>>39717285That is a valid concern. The way deal with all self awareness problems are, I look for patterns and I look for contradictions in those patterns.
When you get in the habit of doing this, it is not hard to keep track of why you've acted in certain ways in the past even if at first it seems discordant.
Because you see a pattern of behavior and you can recognize that something must have intervened to change that behavior. Then you may see why your behavior has changed multiples times. And then eventually there is a consistent reason for all behavior breaks, and nothing is "random", you just match these patterns up with your memories and ask which of these reasons for my acting this way is most likely, based on the patterns I've displayed.
For example me personally I had horrible npd Christian parents. They are irrational and that made me antagonize them. Irrational people now bug me. There are times when irrationality doesn't bug me.
Uh oh what is going on here?
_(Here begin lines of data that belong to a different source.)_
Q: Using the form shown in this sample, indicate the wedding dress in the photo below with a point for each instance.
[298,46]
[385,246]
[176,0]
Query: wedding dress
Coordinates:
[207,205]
Well there must be some reoccuring phenomenon that causes this.
My partner shows me love. Rationally speaking I should be 100% self reliant and not need a partner. But I see that is not the case. Looking back at my childhood I did not get love. Is it possible I needed love, then and now? That is a pattern that explains the break in behavior. Now we have two patterns instead of one broken pattern. A pattern to explain why irrationality bothers me. A pattern to explain why it doesn't always.
This way of thinking may take years to develop. It's like trying to become a different person.